In a sign of healthy competition, the 25 finalists represent a genuine spread across 17 labels ranging from the majors, through the independents to the positively boutique. The repertoire too was broad, with music from the 16th century up to the present – indeed, there were three discs of contemporary music in the final 25.
So just what and who did our critical panel consider the most outstanding on disc in 2016, and which recording ended up carrying off the top award?
Choir of Trinity College, Cambridge/Stephen Layton
“These superb performances have the Trinity Choir’s trademark blend of passion and technique, and all placed at the service of the music’s various moods.“
Tony Way, Limelight, August 2016
Howells of pleasure…
I was a choirboy at Winchester Cathedral for four and a half years and as I sang Tallis and Byrd, I sang Howells. It’s very much part of my existence if you like. When we sang Collegium Regale as choristers and we came to that Gloria, it was the thing you really looked forward to singing at a Saturday Evensong. You just went for it and let it soar. Tallis and Byrd seemed quite tricky and, looking back, not so tuneful and exciting. Whereas Howells just sort of blew you away with these great settings with the organ playing. Your voice just flew, because he loved writing for the top lines of the boys’ voices. It was kind of love at first sight.
Howells is not a composer whose music is going to appeal to everyone, but I think there’s something very peculiarly English about him. It’s something imbued within the stones, the architecture and the buildings of English cathedrals. And it’s quite private, in a way. It’s not music for such public consumption, if you know what I mean. It’s sort of a consenting music for those who enjoy it. That doesn’t mean that it’s completely exclusive, because hopefully by performing it and recording it, more and more people hear it and begin to enjoy it. But there’s a certain difficulty about it, even a certain awkwardness in some of his bigger pieces.

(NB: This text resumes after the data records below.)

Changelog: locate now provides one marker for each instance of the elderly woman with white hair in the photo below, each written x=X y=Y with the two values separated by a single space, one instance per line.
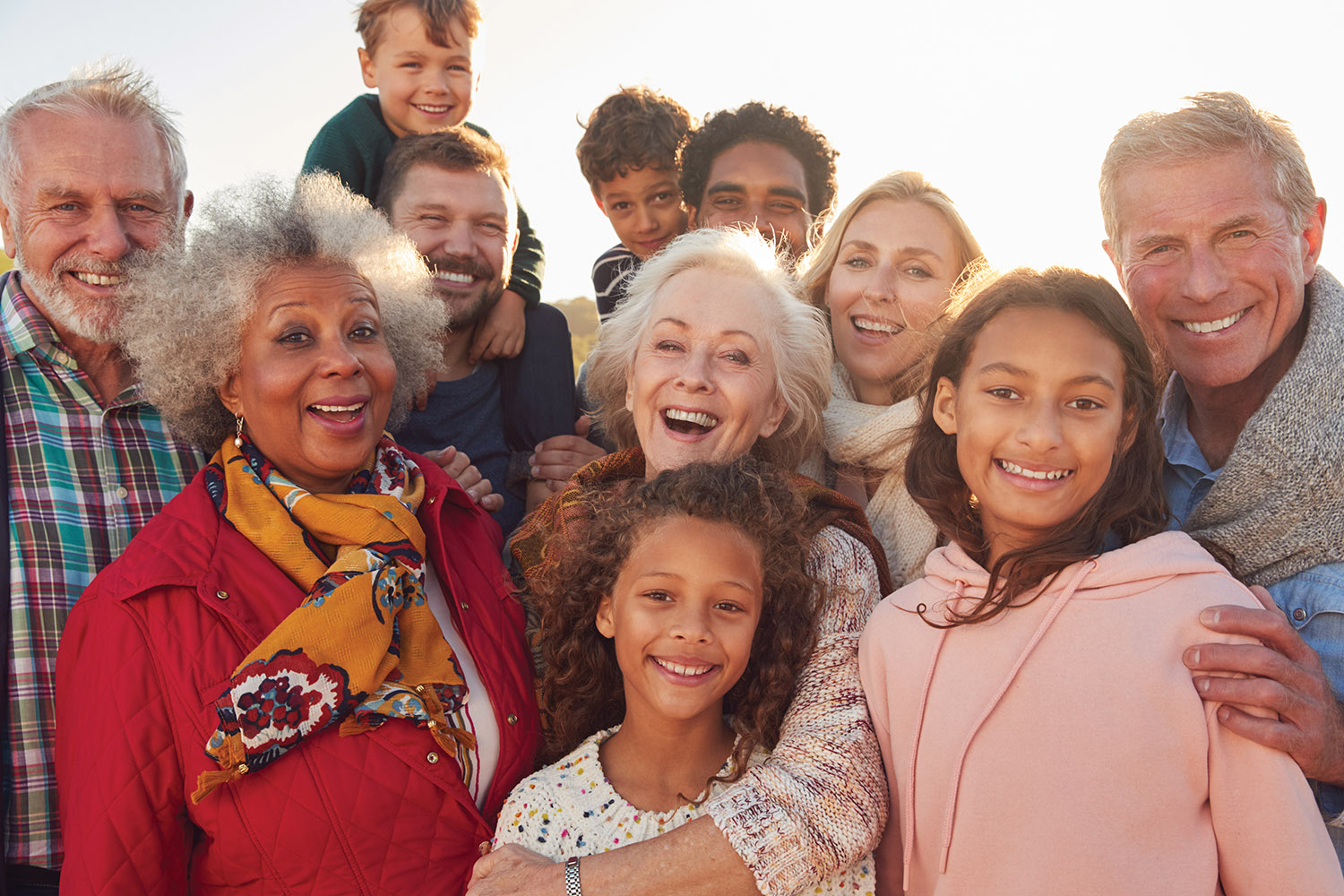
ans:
x=308 y=672
x=714 y=355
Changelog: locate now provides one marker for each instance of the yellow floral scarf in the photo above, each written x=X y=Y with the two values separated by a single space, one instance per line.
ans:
x=363 y=646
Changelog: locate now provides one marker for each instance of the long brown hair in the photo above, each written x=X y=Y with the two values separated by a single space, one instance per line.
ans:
x=582 y=689
x=1131 y=503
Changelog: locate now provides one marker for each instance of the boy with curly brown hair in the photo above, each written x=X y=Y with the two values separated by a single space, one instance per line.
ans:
x=628 y=155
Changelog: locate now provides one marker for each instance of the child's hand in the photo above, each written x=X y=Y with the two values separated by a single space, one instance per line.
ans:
x=513 y=869
x=500 y=335
x=460 y=468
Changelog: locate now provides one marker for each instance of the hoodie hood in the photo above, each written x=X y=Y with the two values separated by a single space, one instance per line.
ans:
x=1116 y=573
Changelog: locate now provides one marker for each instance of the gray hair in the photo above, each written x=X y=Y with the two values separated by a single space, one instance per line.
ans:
x=116 y=90
x=1210 y=124
x=798 y=340
x=183 y=328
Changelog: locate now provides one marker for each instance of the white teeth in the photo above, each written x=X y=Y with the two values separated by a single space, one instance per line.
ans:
x=1212 y=327
x=699 y=418
x=876 y=327
x=96 y=280
x=683 y=670
x=1032 y=474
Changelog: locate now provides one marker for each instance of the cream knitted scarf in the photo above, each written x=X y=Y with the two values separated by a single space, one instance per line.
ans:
x=866 y=435
x=1279 y=503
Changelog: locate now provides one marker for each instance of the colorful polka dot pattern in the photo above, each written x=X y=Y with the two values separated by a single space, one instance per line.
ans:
x=570 y=809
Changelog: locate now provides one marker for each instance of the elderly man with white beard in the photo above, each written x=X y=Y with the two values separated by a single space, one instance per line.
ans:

He’s maybe not the greatest composer to have ever walked this planet. But I think for people like myself who have been brought up in the tradition of cathedral music he represents a great, white hope. His musical voice was synonymous with these buildings and this architecture that was conceived 400 years ago, and he gave that architecture a new meaning through his music. So when I listen to Collegium Regale, I see the vaulting in King’s College Chapel and the whole building before me. I feel Howells has conjured that with his music, and that speaks to me.